Dr. Max Stadler Archiv Reden


Rede vom 02.07.2009

Verhaltenskodex für ausscheidende Regierungsmitglieder

Anrede,

wir alle stimmen darin überein, dass eine private Verwertung von Amtswissen nach dem Ausscheiden aus dem Amt das Vertrauen der Allgemeinheit in die Integrität des Regierungshandelns und des öffentlichen Dienstes beeinträchtigen kann.

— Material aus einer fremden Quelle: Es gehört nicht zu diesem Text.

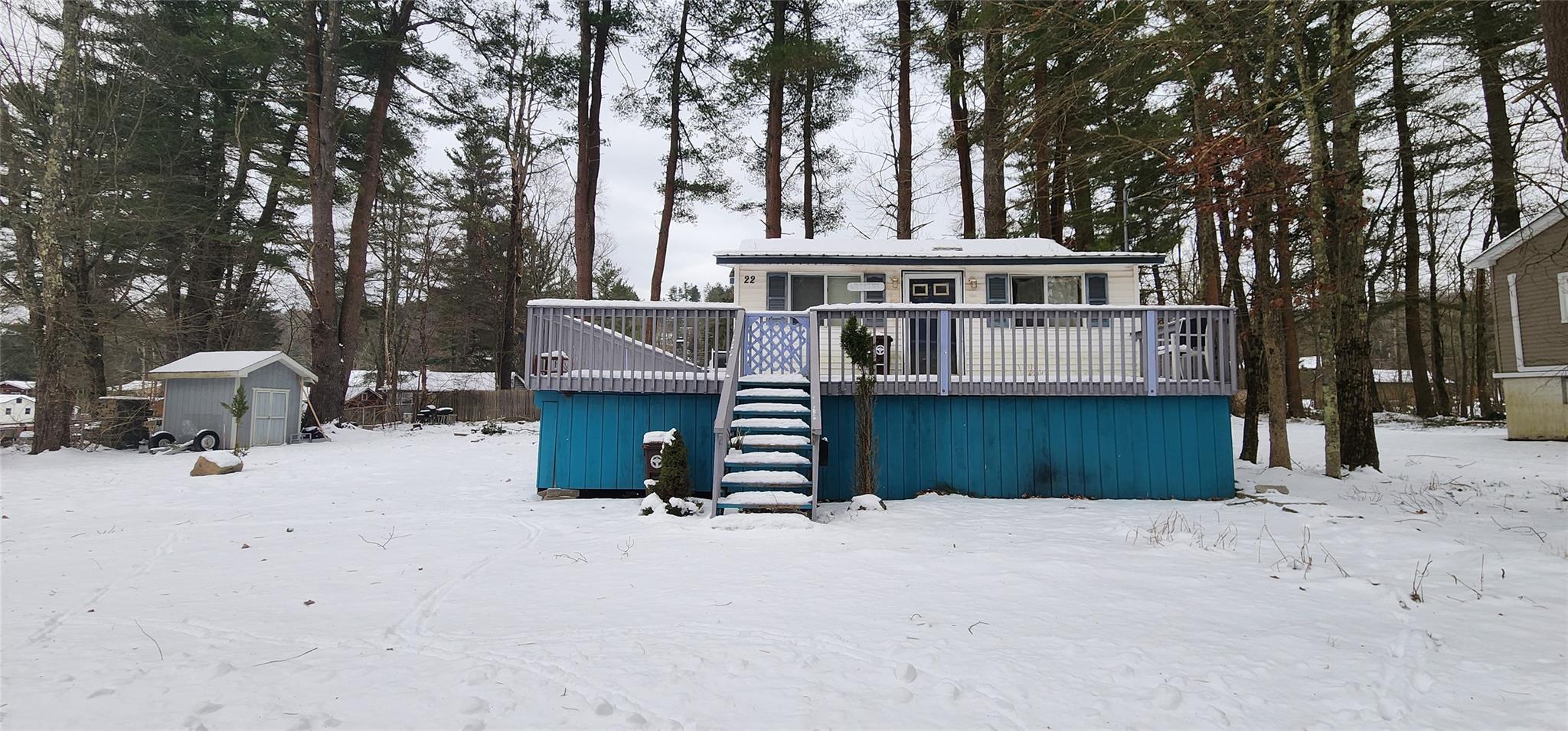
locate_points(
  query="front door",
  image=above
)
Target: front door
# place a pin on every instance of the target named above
(269, 418)
(924, 325)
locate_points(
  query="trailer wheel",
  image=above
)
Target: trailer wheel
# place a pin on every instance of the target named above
(206, 439)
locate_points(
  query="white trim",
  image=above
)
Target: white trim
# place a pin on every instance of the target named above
(256, 393)
(1514, 312)
(1511, 242)
(1562, 297)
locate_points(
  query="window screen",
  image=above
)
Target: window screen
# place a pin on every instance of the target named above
(805, 291)
(778, 291)
(839, 289)
(1065, 289)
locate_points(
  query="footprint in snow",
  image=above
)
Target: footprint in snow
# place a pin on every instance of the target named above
(1167, 697)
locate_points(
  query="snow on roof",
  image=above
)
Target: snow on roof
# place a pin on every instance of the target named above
(1518, 237)
(226, 363)
(918, 248)
(435, 380)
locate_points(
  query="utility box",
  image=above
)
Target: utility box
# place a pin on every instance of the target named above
(652, 455)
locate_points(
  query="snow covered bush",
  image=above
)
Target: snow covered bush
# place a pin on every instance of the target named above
(861, 348)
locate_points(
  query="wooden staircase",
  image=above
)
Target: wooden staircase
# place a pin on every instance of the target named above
(769, 423)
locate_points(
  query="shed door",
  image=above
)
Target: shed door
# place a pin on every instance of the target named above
(269, 418)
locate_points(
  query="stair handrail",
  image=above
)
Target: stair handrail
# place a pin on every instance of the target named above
(814, 388)
(727, 403)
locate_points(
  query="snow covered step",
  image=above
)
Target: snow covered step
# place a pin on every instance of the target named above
(764, 394)
(786, 380)
(766, 479)
(770, 442)
(766, 460)
(767, 408)
(772, 426)
(766, 499)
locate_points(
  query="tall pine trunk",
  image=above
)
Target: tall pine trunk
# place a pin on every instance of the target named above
(773, 137)
(1352, 331)
(673, 157)
(1412, 230)
(993, 155)
(52, 416)
(959, 109)
(903, 165)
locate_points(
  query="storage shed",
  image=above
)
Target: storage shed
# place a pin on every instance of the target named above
(198, 385)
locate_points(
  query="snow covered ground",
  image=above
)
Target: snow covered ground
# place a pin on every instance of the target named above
(410, 579)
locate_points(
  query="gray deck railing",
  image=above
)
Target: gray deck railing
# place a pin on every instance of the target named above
(628, 347)
(924, 348)
(1035, 351)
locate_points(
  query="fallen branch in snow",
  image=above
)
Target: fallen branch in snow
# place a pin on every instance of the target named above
(154, 641)
(286, 659)
(390, 537)
(1530, 529)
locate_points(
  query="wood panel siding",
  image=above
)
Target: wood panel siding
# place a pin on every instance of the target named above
(1131, 448)
(1544, 334)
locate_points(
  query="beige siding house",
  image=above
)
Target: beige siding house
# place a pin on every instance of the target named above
(1529, 273)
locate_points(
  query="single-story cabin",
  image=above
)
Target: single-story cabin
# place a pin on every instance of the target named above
(1529, 309)
(1004, 369)
(198, 385)
(16, 410)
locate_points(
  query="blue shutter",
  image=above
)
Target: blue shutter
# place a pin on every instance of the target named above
(778, 291)
(1096, 289)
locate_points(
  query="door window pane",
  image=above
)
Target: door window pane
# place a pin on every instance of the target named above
(1065, 289)
(839, 289)
(805, 291)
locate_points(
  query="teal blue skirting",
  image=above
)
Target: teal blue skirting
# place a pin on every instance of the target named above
(1116, 446)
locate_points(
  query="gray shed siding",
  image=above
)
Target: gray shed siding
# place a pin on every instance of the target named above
(197, 403)
(272, 377)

An sich sollte es eine Selbstverständlichkeit sein, dass sich Mitglieder der Bundesregierung, Parlamentarische Staatssekretäre und politische Beamte auch nach ihrem Ausscheiden der Würde ihres früheres Amtes gemäß verhalten, Interessenkonflikte vermeiden und alles unterlassen, was das Ansehen staatlichen Handelns und das Vertrauen der Allgemeinheit in dessen Integrität gefährden kann.

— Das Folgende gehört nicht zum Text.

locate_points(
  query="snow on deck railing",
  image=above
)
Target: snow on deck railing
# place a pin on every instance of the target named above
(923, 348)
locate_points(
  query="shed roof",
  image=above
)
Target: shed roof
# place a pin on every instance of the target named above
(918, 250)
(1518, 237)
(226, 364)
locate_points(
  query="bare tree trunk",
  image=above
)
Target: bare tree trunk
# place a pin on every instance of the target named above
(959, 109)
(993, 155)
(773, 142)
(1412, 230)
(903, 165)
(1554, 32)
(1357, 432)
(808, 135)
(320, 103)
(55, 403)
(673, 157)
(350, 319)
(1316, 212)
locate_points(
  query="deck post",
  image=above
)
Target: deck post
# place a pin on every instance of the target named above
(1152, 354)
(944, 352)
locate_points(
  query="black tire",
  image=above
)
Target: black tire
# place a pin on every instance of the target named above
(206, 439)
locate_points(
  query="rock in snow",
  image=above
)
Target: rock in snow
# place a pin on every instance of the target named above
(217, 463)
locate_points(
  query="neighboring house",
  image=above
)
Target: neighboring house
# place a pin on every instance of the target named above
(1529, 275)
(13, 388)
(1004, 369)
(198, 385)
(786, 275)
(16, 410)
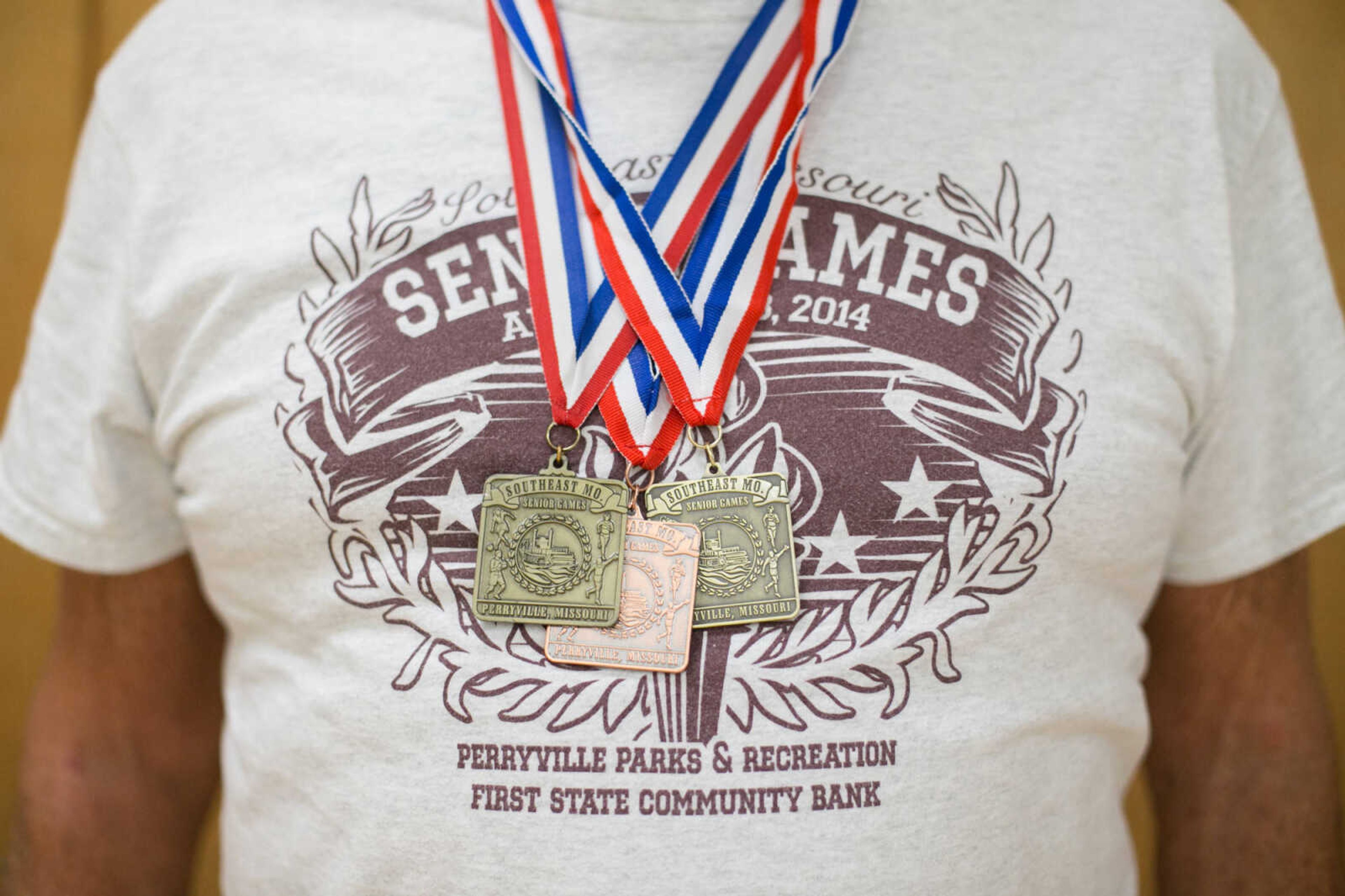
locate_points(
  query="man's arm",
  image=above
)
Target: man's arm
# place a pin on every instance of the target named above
(1242, 763)
(122, 749)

Um Missverständnissen vorzubeugen: Nicht jeder Wechsel eines Ministers, eines Parlamentarisches Staatssekretärs oder eines politischen Beamten, wozu auch beamtete Staatssekretäre zählen, begründet per se einen Interessenkonflikt und ist per se geeignet, das Ansehen staatlichen Handelns zu gefährden. Im Gegenteil: Gerade für Minister und Parlamentarische Staatssekretäre gilt: Sie sind keine Beamten. Ihre Amtszeit ist begrenzt. Sie können jederzeit entlassen werden. Dann muss es ihnen auch möglich sein, nach dem Ausscheiden aus dem Amt in den früheren Beruf zurückzukehren oder sich eine neue berufliche Existenz aufzubauen. Das ist schon mit Blick auf die Freiheit der Berufsausübung geboten.

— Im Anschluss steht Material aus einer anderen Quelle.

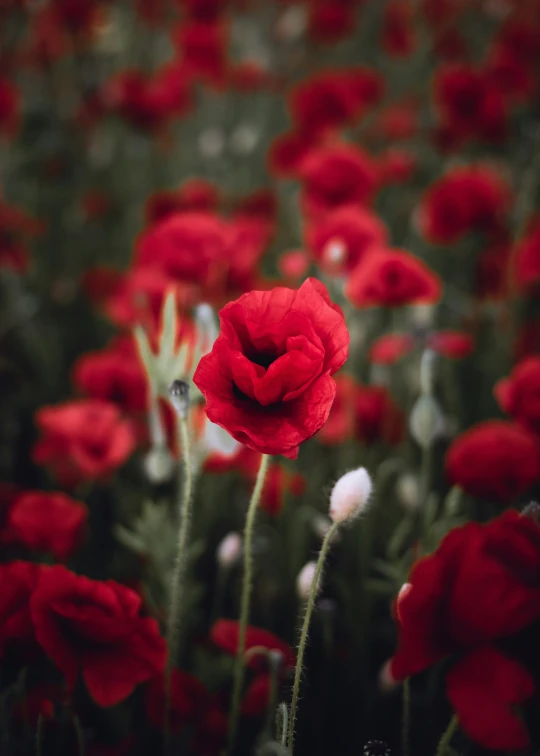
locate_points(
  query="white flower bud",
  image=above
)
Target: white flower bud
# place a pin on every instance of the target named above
(229, 550)
(350, 495)
(305, 580)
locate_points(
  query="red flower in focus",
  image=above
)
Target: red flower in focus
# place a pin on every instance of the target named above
(494, 460)
(267, 380)
(392, 278)
(527, 262)
(390, 348)
(9, 107)
(95, 629)
(18, 582)
(463, 200)
(336, 175)
(189, 700)
(470, 105)
(50, 522)
(398, 38)
(519, 395)
(224, 634)
(340, 240)
(82, 440)
(478, 587)
(114, 374)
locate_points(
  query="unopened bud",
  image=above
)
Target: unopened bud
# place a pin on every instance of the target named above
(179, 396)
(229, 550)
(426, 422)
(350, 495)
(304, 580)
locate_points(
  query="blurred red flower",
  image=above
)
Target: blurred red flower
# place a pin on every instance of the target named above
(114, 374)
(188, 703)
(465, 199)
(340, 240)
(82, 440)
(476, 589)
(392, 278)
(519, 394)
(224, 634)
(50, 522)
(18, 582)
(494, 460)
(95, 629)
(470, 105)
(336, 175)
(267, 380)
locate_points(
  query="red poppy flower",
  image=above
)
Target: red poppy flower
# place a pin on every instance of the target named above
(18, 582)
(340, 240)
(470, 105)
(267, 380)
(83, 440)
(114, 374)
(189, 700)
(95, 629)
(527, 262)
(463, 200)
(336, 175)
(190, 248)
(494, 460)
(224, 634)
(330, 21)
(9, 107)
(50, 522)
(390, 348)
(392, 278)
(519, 395)
(398, 38)
(474, 590)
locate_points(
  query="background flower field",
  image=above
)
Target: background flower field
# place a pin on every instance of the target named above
(370, 170)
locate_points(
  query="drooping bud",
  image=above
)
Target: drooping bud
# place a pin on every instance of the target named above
(229, 550)
(350, 495)
(305, 580)
(179, 396)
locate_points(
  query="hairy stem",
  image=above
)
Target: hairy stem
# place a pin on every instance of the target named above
(304, 633)
(247, 586)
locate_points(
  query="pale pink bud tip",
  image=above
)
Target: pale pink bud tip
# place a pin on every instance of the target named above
(229, 550)
(304, 580)
(350, 495)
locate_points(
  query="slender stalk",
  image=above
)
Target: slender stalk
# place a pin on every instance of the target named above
(175, 613)
(447, 737)
(304, 633)
(406, 717)
(247, 586)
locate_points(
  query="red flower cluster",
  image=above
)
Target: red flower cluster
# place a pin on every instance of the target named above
(268, 379)
(83, 440)
(468, 600)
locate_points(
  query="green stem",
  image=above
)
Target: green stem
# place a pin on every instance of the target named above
(304, 633)
(247, 586)
(174, 625)
(447, 737)
(406, 718)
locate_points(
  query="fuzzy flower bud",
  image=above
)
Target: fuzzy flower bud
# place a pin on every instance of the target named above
(350, 495)
(229, 550)
(305, 580)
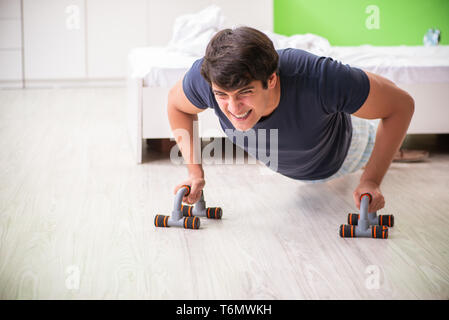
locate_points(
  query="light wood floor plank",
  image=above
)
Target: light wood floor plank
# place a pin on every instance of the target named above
(73, 203)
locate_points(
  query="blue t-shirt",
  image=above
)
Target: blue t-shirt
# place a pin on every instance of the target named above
(318, 94)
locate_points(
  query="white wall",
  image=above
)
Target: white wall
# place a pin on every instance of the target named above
(86, 42)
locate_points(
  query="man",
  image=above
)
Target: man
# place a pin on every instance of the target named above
(318, 106)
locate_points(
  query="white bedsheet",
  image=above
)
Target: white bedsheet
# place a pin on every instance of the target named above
(160, 67)
(400, 64)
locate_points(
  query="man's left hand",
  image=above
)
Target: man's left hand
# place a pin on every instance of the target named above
(378, 201)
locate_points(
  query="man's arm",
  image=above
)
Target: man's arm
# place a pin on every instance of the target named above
(395, 108)
(181, 114)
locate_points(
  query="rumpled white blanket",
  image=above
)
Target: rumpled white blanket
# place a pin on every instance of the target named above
(192, 33)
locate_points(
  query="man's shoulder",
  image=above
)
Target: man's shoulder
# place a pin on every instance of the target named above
(296, 62)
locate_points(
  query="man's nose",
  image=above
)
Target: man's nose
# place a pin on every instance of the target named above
(234, 105)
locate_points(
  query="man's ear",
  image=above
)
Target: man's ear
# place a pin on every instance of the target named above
(272, 80)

Es kann daher nur um solche Fälle gehen, bei denen die Aufnahme einer Beschäftigung außerhalb des öffentlichen Bereichs beabsichtigt ist, die im Zusammenhang mit der früheren dienstlichen Tätigkeit steht. In solchen Fällen ist eine Anzeigepflicht gegenüber der Bundesregierung vorzusehen. Es ist dann Aufgabe der Bundesregierung, die Art der geplanten Tätigkeit zu prüfen. Droht eine Beeinträchtigung dienstlicher Interessen, kann die Bundesregierung dem früheren Minister oder Parlamentarischen Staatssekretär die Beschäftigung untersagen. Was den zeitlichen Rahmen der Anzeigepflicht anbetrifft, ist zu beachten, dass für Minister und Parlamentarische Staatssekretäre das Lebenszeitprinzip nicht gilt. Der zeitliche Rahmen muss deshalb unterhalb der für Beamte geltenden Regelung von drei bzw. fünf Jahren bleiben. In dem Antrag der FDP-Bundestagsfraktion wird insoweit ein Zeitraum von zwei Jahren vorgeschlagen. Das ist angemessen und trägt dem Grundsatz der Freiheit der Berufsausübung Rechnung. Zudem spricht sich die FDP für eine Regelung durch Verhaltenskodex aus. Eine gesetzliche Regelung scheint uns nicht angezeigt und auch nicht angemessen. Schon aus diesem Grund sind die Anträge der Fraktion DIE LINKE und der Fraktion BÜNDNIS 90/DIE GRÜNEN für die FDP-Bundestagsfraktion so nicht zustimmungsfähig. Hinzu kommt bei dem Antrag der Linksfraktion die deutlich zu lang bemessene Frist von fünf Jahren nach Ausscheiden aus dem Amt. Hier ergeben sich bereits verfassungsrechtliche Bedenken mit Blick auf die Berufsfreiheit. Keiner weiteren Erwähnung bedarf der Antrag der Linksfraktion auf BT-Drucksache 16/13366 vom 17. Juni 2009, der den Wechsel zu Unternehmen betrifft, die mit Steuergeldern vor der Insolvenz gerettet worden sind. Der Antrag ist viel zu unbestimmt und in populistischer Absicht mit heißer Nadel gestrickt.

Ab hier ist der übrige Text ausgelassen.